Hal itu tertera dalam Keputusan Menteri Kesehatan Nomor HK.01.07/MENKES/707/2018 (merevisi Keputusan Menteri Kesehatan Nomor HK.01.07/MENKES/659/2017).

"Ini artinya, kedua obat kanker tersebut per 1 Maret 2019 tak lagi dijamin program JKN," ujar Koordinator Advokasi BPJS Watch Timboel Siregar dalam konferensi pers di Jakarta, Rabu (20/2).

1. Keputusan Menkes bertentangan dengan Peraturan Presiden

Obat Kanker Dihapus dari Fornas, BPJS Watch: Tidak Memihak Pasien bpjs-kesehatan.go.id

Timboel menjelaskan Keputusan Menkes tersebut bertentangan dengan Pasal 22 ayat 1 UU SJSN jo. Pasal 46 ayat 1, 2, dan 3 Peraturan Presiden No. 82 Tahun 2018 yang memasukkan obat sebagai salah satu tanggungan program JKN. Menurut dia, proses pembuatan Keputusan Menkes tidak melibatkan stakeholder JKN.

"Akibatnya keputusan itu menuai banyak protes dari Perhimpunan Dokter Spesialis Bedah Digestif Indonesia (IKABDI), BPJS Watch, hingga Komunitas Penyintas Kanker," kata Timboel.

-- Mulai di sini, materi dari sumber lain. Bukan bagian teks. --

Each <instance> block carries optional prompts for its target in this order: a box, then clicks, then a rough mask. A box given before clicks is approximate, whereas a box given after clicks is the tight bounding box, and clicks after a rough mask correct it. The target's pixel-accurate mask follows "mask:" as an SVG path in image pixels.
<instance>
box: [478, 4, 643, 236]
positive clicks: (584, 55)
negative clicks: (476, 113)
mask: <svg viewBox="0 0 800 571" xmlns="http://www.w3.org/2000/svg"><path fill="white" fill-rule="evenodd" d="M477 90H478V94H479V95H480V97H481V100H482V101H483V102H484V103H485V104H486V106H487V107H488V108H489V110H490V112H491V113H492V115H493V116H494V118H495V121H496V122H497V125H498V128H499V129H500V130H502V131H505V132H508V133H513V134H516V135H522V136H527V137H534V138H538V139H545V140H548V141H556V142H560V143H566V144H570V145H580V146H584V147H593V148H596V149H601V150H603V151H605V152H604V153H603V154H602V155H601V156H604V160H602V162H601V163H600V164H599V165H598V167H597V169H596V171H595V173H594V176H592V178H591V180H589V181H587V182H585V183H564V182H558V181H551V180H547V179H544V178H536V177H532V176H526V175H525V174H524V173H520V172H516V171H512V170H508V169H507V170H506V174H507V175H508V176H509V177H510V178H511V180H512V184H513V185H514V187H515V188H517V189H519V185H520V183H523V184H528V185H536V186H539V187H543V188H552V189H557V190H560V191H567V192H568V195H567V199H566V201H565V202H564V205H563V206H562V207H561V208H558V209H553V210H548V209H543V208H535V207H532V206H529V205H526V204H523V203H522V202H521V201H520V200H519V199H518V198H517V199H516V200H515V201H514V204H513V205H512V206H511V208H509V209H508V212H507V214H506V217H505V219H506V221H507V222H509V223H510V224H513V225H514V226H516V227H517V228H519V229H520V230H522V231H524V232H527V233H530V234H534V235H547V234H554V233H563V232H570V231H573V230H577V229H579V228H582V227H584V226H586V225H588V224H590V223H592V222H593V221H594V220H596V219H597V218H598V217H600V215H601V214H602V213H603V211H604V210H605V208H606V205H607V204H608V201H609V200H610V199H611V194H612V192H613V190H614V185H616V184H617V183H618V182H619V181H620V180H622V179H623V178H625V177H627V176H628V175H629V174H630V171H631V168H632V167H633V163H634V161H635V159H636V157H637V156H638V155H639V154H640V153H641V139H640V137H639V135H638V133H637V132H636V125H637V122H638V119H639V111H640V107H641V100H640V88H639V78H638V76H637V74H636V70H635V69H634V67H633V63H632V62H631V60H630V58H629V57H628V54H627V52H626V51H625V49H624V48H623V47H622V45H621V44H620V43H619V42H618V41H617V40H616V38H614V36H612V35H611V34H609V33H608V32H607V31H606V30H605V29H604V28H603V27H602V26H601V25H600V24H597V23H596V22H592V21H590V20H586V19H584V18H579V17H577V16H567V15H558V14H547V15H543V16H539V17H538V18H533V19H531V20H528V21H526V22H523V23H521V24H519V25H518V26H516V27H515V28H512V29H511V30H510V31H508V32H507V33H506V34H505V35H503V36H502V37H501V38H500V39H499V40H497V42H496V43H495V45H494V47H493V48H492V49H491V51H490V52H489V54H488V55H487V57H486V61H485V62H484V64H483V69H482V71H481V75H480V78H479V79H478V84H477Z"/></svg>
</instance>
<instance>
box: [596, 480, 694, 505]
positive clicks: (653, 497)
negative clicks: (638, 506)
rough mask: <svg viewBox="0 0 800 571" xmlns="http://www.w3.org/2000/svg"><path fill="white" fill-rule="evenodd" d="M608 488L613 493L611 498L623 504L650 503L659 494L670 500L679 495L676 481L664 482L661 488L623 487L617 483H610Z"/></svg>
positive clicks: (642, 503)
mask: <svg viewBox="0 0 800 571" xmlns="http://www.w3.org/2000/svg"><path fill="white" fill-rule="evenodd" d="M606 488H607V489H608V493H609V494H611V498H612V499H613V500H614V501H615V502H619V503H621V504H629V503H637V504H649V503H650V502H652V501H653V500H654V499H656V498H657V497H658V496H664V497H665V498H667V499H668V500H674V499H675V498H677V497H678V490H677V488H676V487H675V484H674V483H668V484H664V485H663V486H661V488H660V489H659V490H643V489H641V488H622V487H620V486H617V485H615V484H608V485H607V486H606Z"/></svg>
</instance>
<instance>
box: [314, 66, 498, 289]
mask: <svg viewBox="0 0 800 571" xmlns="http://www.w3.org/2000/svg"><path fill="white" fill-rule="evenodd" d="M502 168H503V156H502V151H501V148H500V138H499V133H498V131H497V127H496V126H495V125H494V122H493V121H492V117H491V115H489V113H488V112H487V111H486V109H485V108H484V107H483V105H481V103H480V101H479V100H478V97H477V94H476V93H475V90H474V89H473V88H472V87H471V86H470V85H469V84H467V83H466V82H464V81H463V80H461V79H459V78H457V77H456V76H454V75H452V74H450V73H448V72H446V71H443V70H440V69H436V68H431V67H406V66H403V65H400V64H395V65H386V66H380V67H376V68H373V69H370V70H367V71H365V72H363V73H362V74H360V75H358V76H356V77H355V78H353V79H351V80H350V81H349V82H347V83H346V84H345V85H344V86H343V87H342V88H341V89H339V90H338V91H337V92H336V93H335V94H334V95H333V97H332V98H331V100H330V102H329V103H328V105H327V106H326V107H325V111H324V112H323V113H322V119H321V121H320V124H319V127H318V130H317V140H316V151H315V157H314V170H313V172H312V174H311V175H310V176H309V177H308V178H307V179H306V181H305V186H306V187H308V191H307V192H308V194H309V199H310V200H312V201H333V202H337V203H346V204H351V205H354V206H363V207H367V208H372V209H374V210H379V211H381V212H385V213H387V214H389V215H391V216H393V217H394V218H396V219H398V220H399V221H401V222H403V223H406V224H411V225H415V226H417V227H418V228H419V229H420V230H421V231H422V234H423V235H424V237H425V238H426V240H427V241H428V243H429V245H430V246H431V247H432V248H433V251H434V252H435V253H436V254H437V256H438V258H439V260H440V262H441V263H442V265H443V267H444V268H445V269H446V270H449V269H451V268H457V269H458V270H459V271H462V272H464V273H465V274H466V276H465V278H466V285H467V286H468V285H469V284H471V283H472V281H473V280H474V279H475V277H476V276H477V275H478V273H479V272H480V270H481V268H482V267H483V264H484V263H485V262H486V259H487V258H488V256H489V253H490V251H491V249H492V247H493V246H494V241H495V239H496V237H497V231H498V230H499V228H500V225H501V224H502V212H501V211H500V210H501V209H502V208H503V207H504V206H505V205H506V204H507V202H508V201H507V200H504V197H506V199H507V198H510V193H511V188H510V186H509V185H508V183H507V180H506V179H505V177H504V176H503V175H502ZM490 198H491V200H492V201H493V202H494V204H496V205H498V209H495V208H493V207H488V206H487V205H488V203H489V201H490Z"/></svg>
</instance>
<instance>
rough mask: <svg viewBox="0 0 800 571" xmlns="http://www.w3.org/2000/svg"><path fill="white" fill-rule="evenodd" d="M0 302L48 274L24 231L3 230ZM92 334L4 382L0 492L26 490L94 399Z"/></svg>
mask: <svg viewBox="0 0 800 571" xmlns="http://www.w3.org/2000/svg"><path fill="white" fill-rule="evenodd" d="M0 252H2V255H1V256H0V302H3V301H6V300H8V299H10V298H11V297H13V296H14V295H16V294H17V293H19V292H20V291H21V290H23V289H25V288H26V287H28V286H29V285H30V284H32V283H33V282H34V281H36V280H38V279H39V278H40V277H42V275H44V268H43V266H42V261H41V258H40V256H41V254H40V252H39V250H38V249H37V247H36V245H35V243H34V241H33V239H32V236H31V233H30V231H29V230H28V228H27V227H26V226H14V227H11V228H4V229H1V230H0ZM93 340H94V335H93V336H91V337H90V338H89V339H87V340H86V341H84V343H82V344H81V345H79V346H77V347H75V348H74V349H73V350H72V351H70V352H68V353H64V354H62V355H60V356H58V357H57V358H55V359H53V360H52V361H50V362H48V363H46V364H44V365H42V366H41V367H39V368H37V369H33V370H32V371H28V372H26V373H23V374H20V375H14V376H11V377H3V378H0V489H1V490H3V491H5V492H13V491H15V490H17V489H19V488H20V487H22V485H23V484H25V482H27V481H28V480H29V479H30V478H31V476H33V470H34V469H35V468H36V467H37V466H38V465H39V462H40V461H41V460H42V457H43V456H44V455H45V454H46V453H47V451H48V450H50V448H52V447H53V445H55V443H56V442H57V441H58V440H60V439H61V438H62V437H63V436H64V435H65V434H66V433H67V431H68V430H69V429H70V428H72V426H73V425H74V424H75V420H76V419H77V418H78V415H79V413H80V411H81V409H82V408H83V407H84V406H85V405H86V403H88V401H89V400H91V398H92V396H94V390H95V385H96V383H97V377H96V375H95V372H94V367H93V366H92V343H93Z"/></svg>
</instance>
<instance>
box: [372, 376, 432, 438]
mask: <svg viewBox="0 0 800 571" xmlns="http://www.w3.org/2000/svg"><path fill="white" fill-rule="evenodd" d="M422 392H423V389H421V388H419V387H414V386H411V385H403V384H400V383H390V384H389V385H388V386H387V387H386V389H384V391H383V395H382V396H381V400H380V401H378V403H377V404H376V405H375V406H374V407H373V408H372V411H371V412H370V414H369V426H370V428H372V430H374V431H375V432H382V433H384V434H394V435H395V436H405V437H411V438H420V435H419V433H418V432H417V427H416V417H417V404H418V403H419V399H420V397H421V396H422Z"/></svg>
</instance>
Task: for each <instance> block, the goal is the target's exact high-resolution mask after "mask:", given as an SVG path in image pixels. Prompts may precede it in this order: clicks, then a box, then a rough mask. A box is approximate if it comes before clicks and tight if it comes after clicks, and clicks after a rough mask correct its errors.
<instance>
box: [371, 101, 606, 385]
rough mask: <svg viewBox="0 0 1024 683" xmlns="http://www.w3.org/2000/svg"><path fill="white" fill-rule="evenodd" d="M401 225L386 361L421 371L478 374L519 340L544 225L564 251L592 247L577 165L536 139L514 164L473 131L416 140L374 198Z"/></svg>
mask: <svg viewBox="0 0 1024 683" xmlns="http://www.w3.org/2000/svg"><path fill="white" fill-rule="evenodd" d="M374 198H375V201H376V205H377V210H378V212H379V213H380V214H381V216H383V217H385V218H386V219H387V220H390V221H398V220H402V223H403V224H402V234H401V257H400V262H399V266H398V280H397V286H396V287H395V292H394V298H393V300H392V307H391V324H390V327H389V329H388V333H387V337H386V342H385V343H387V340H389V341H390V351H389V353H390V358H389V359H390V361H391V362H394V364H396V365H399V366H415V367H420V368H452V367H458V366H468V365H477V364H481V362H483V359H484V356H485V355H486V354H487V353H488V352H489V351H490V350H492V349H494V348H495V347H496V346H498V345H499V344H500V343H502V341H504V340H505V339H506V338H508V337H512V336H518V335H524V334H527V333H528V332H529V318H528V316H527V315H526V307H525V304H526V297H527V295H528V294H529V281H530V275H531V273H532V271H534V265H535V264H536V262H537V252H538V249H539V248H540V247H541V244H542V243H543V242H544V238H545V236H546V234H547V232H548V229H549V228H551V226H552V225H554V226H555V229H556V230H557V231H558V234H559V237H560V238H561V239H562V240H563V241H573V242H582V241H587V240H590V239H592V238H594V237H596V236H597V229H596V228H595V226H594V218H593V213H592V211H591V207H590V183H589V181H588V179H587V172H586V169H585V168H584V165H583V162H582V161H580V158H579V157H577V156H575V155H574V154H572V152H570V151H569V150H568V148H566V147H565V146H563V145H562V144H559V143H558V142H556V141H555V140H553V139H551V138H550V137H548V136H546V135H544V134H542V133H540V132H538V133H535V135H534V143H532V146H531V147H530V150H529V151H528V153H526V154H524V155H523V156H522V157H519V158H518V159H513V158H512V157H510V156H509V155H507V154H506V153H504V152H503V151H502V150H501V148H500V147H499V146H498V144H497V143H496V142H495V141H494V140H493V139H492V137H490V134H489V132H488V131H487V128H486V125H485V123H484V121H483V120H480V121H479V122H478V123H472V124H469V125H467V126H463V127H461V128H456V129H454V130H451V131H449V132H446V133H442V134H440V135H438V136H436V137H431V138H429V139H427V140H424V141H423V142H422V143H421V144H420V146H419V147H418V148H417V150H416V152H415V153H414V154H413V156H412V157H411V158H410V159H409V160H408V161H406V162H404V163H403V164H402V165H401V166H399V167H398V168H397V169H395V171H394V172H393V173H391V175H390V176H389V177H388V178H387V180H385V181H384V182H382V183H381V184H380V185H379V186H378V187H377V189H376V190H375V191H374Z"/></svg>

Baca Juga: Cari Tahu Alasan Pekan Depan TK2D Kutim Sudah Harus Terdaftar di BPJS

2. Keputusan Menkes merugikan para penyintas kanker

Obat Kanker Dihapus dari Fornas, BPJS Watch: Tidak Memihak Pasien ANTARA FOTO/Aprillio Akbar

Menurut Timboel, Keputusan Menkes merugikan peserta JKN penyintas kanker. Mereka akan kesulitan memperpanjang harapan hidup dan meningkatkan kualitas hidup.

"Ini berkaitan dengan nyawa dan hak hidup orang. Gak hanya pasien JKN, Keputusan Menkes ini akan membatasi kalangan dokter dalam memberikan obat sesuai indikasi medis," jelasnya.

3. Defisit program JKN tak boleh dijadikan alasan

Obat Kanker Dihapus dari Fornas, BPJS Watch: Tidak Memihak Pasien ANTARA FOTO/Muhammad Adimaja

Timboel meyakini Keputusan Menkes dibuat untuk mengendalikan defisit program JKN. Padahal, mengacu data DJS BPJS Kesehatan, pembiayaan kanker relatif kecil dari total biaya INA CBGs.

Jumlah kasus kanker yang dibiayai JKN per Januari-Desember 2018 sebesar 1.990.091 dengan total biaya Rp2,9 triliun atau 3,35 persen dari total biaya INA CBGs sebesar Rp86,43 triliun.

"Pemerintah belum mampu mencari solusi atas masalah defisit ini tanpa menurunkan manfaat pelayanan kesehatan," kata Timboel.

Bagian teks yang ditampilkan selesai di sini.